The project is the refurbishment of a London townhouse from the 1870s; it was a decade that saw Graham Bell’s first prototype telephone and Thomas Edison’s invention of the light bulb. There were also advances in construction with increased professionalism and new technology – with the advent of plate glass, large windows could be fabricated with fewer glazing bars. But building was still a craft and there are no straight lines in the fabric of this house.
Revealing Historic Layers
When we refurbish a 150 year old house that is barely modernized, lots of curiosities are unearthed. Peeling back the layers of old carpet, underlay and then floorboards reveals the history of the building and some of its inconsistencies. At first floor level, original timber joists appear; they are solid and very deep, more so than modern joists, while in the roof the original timbers barely support the slate tiles. You also find the odds and ends of other stories - a scrap of newspaper from the 1950s and then the glint a crisp packet unmistakably from the 1980s and alarmingly intact.

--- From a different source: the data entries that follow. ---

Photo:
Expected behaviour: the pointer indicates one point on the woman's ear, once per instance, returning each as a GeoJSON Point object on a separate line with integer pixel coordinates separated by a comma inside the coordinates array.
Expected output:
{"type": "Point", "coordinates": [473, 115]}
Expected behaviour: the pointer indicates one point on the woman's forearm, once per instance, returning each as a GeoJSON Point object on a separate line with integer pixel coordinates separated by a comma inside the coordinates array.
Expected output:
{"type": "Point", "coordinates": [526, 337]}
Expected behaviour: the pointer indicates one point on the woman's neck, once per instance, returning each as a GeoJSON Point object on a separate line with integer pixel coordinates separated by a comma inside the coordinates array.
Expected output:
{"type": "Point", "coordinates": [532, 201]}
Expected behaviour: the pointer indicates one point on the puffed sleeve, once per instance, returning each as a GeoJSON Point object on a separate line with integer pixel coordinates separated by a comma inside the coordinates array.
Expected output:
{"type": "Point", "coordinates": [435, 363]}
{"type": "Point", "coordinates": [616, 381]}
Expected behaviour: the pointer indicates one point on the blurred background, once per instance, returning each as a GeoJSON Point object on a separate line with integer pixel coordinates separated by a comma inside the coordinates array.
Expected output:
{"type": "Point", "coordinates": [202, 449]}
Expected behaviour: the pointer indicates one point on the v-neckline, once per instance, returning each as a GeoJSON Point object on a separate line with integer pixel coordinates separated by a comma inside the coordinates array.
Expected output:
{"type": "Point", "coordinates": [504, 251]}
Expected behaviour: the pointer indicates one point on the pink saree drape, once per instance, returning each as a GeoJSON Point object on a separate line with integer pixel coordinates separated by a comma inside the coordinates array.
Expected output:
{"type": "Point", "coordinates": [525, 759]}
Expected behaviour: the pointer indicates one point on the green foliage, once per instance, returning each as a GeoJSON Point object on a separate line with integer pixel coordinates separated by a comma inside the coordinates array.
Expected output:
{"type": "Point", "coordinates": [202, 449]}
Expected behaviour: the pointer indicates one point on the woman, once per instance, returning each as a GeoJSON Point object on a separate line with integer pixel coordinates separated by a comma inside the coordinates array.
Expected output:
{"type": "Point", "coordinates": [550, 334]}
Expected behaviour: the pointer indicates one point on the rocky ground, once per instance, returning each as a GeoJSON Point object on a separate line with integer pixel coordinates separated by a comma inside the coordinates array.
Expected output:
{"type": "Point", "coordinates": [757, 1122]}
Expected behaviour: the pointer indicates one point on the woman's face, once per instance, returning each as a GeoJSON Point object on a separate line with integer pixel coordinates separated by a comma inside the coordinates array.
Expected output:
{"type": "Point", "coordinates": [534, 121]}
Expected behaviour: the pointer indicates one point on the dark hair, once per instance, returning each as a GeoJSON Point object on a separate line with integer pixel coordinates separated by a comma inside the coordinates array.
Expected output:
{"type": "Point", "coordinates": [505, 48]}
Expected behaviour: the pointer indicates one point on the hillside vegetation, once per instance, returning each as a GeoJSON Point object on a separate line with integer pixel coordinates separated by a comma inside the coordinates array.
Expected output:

Woldon are soon to be completing the refurbishment of this tired 19th century townhouse and garden in Notting Hill as an elegant and contemporary home. Our task has been to balance the apparent gymnastics of retaining and revealing the house’s character while providing almost total modernization. Our intervention is at times extreme, with demolition and new steels, to more subtle - new finishes, ironmongery and cornices. Often our skill is knowing when and how far to intervene and knowing when to stop.